Let's say I have the following df:
import numpy as np
import polars as pl
df = pl.DataFrame({
"date": pl.date_range(pl.date(2022, 1, 1), pl.date(2022, 1, 30), interval="1d", eager=True),
"group": ["A", "B", "C"]*10,
"total": np.random.randint(100, size=30)
})
Now I want to sum the total per group, in a time window of 5 days. Something like combining groupby with rolling.
I wonder if there more elegant and efficient way to do it than the following code:
df_list = []
for table_group in df["group"].unique():
temp_df = (
df
.filter(pl.col("group")==table_group)
.sort("date")
.rolling("date", period="5d")
.agg(pl.col("total").sum().name.prefix("roll_"))
)
temp_df2 = (
df
.filter(pl.col("group")==table_group)
.sort("date")
.select(
pl.all(),
temp_df.get_column("roll_total")
)
)
df_list.append(temp_df2)
pl.concat(df_list)
My main issue is that I have millions of rows and over 10,000 groups(and more than 1 column that I want to sum)... So this code is not so elegant and consumes more memory than I want it to.

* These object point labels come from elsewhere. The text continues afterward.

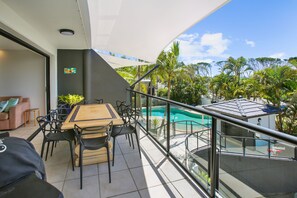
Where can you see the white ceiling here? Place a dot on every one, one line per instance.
(6, 44)
(48, 16)
(135, 28)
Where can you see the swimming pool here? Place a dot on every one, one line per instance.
(179, 115)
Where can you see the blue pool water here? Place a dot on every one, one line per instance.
(178, 114)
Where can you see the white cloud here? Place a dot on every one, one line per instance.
(250, 43)
(278, 55)
(195, 48)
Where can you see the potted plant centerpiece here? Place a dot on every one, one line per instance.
(70, 99)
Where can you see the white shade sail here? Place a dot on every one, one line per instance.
(143, 28)
(116, 62)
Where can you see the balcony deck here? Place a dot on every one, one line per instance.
(154, 175)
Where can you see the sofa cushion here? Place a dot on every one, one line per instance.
(3, 116)
(3, 105)
(11, 103)
(6, 98)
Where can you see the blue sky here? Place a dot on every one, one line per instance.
(249, 28)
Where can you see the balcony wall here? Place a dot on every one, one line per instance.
(94, 77)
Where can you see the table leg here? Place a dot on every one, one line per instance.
(34, 118)
(25, 119)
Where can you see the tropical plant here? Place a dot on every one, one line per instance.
(70, 99)
(290, 116)
(168, 62)
(277, 85)
(236, 67)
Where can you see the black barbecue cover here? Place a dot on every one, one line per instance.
(18, 159)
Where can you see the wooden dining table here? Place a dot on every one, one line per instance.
(87, 116)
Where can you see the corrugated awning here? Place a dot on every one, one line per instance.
(142, 29)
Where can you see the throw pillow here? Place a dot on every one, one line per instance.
(11, 103)
(3, 105)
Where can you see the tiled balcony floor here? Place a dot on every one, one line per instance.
(154, 175)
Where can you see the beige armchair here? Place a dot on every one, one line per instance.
(15, 117)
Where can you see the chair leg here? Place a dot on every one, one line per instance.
(129, 140)
(137, 140)
(42, 149)
(132, 140)
(48, 143)
(80, 165)
(71, 153)
(113, 150)
(108, 162)
(53, 143)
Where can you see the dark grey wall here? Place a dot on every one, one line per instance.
(70, 83)
(102, 81)
(94, 79)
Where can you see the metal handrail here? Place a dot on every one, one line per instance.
(213, 169)
(234, 121)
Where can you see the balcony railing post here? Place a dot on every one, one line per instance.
(147, 114)
(168, 127)
(243, 146)
(213, 159)
(269, 149)
(135, 101)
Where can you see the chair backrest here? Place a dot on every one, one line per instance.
(120, 107)
(99, 101)
(93, 132)
(130, 116)
(63, 112)
(43, 122)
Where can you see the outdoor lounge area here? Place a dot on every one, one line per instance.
(154, 175)
(113, 108)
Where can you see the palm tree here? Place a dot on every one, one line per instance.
(201, 69)
(236, 67)
(277, 85)
(169, 65)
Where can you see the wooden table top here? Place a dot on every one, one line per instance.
(92, 115)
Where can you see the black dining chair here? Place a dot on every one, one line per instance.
(93, 138)
(130, 119)
(99, 101)
(56, 118)
(52, 133)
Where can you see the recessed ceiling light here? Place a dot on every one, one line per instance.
(67, 32)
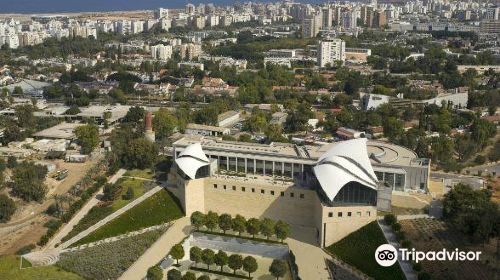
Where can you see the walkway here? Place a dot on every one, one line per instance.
(309, 257)
(154, 254)
(82, 213)
(391, 239)
(110, 217)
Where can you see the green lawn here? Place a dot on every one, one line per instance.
(140, 173)
(358, 250)
(9, 269)
(160, 208)
(99, 212)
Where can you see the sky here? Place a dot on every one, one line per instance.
(59, 6)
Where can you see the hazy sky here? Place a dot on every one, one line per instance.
(54, 6)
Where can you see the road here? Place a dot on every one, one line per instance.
(78, 216)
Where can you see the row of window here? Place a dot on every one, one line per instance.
(348, 214)
(262, 191)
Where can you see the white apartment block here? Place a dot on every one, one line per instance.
(331, 50)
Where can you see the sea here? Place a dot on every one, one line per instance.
(74, 6)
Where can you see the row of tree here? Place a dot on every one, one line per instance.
(235, 262)
(253, 226)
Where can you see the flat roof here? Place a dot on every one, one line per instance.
(379, 152)
(60, 131)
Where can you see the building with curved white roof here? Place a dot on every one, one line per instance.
(332, 189)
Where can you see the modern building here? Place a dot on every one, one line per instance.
(330, 51)
(332, 194)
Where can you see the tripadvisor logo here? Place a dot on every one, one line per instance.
(387, 255)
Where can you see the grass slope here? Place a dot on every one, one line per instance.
(110, 260)
(9, 269)
(358, 250)
(160, 208)
(99, 212)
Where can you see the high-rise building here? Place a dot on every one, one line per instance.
(190, 9)
(161, 52)
(330, 51)
(161, 13)
(311, 25)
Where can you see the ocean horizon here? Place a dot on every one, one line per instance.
(75, 6)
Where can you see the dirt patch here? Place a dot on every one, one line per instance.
(434, 235)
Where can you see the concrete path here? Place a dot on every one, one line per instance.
(110, 217)
(78, 216)
(391, 239)
(154, 254)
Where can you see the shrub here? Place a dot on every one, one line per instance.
(155, 273)
(390, 219)
(25, 249)
(109, 260)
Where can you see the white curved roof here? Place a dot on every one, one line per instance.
(345, 162)
(191, 159)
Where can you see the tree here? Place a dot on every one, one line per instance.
(208, 257)
(111, 191)
(235, 262)
(250, 265)
(197, 219)
(25, 117)
(174, 274)
(239, 224)
(211, 220)
(28, 181)
(7, 208)
(221, 259)
(253, 226)
(129, 194)
(189, 276)
(195, 254)
(141, 153)
(282, 230)
(278, 268)
(225, 222)
(164, 124)
(177, 252)
(135, 114)
(267, 227)
(88, 136)
(155, 273)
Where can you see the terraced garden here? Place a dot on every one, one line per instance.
(160, 208)
(104, 209)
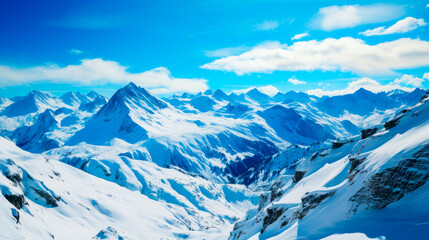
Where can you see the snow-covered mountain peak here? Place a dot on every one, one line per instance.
(74, 99)
(220, 95)
(92, 95)
(133, 95)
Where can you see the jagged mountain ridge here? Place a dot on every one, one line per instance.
(356, 185)
(187, 158)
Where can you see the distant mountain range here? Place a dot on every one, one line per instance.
(203, 160)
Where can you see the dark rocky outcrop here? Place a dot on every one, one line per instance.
(272, 215)
(310, 201)
(298, 176)
(391, 123)
(368, 132)
(355, 162)
(17, 200)
(393, 183)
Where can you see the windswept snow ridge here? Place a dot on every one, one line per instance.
(245, 165)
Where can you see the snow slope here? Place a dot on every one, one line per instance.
(375, 184)
(46, 199)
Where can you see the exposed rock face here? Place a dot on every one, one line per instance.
(268, 197)
(310, 201)
(392, 123)
(368, 132)
(298, 176)
(393, 183)
(355, 162)
(272, 215)
(16, 200)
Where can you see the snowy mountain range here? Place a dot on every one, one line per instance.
(214, 165)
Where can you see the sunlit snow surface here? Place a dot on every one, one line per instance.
(199, 166)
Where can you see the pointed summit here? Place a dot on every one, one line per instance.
(74, 99)
(123, 116)
(134, 96)
(92, 95)
(32, 138)
(4, 102)
(220, 95)
(257, 96)
(208, 92)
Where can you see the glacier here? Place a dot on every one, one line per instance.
(212, 165)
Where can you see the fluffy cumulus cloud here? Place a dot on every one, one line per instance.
(348, 16)
(410, 80)
(402, 26)
(93, 72)
(299, 36)
(267, 25)
(366, 83)
(345, 54)
(224, 52)
(295, 81)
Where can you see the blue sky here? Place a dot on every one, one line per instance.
(174, 46)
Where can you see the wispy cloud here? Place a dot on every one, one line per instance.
(348, 16)
(345, 54)
(299, 36)
(366, 83)
(410, 80)
(224, 52)
(267, 25)
(96, 72)
(402, 26)
(295, 81)
(76, 51)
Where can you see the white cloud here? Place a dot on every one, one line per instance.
(295, 81)
(267, 25)
(402, 26)
(348, 16)
(366, 83)
(76, 51)
(410, 80)
(93, 72)
(299, 36)
(224, 52)
(268, 90)
(345, 54)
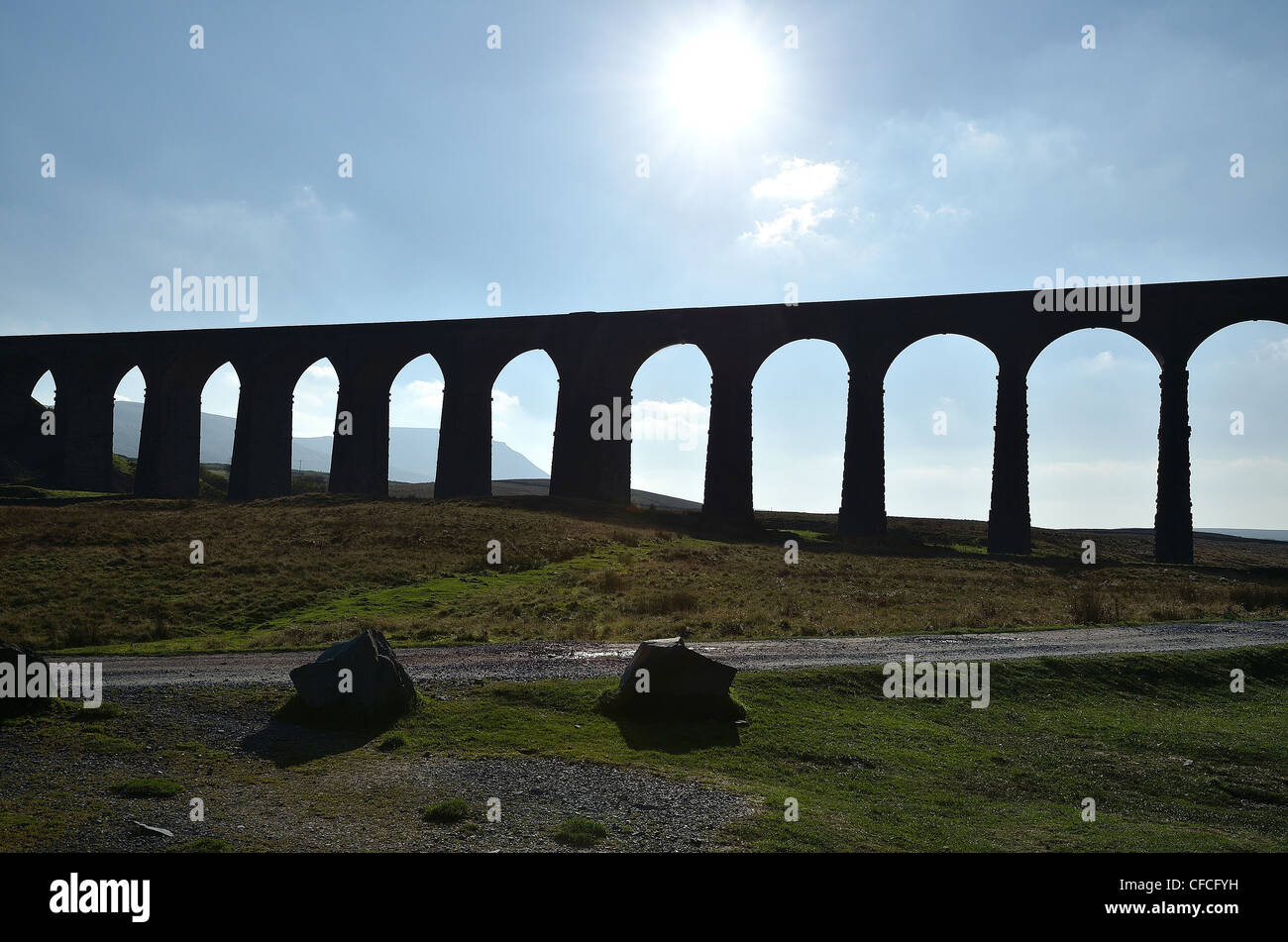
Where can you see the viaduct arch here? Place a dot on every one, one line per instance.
(596, 356)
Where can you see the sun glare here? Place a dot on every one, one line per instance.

It appears that the piece you're missing is the group_by
parameter.
This allows you to specify grouping.
(df.rolling(index_column="date", group_by="group", period="5d")
.agg(
pl.col("total").last(),
roll_total = pl.sum("total")
)
)
shape: (30, 4)
┌───────┬────────────┬───────┬────────────┐
│ group ┆ date ┆ total ┆ roll_total │
│ --- ┆ --- ┆ --- ┆ --- │
│ str ┆ date ┆ i64 ┆ i64 │
╞═══════╪════════════╪═══════╪════════════╡
│ A ┆ 2022-01-01 ┆ 96 ┆ 96 │
│ A ┆ 2022-01-04 ┆ 16 ┆ 112 │
│ A ┆ 2022-01-07 ┆ 17 ┆ 33 │
│ A ┆ 2022-01-10 ┆ 4 ┆ 21 │
│ … ┆ … ┆ … ┆ … │
│ C ┆ 2022-01-21 ┆ 17 ┆ 78 │
│ C ┆ 2022-01-24 ┆ 84 ┆ 101 │
│ C ┆ 2022-01-27 ┆ 78 ┆ 162 │
│ C ┆ 2022-01-30 ┆ 54 ┆ 132 │
└───────┴────────────┴───────┴────────────┘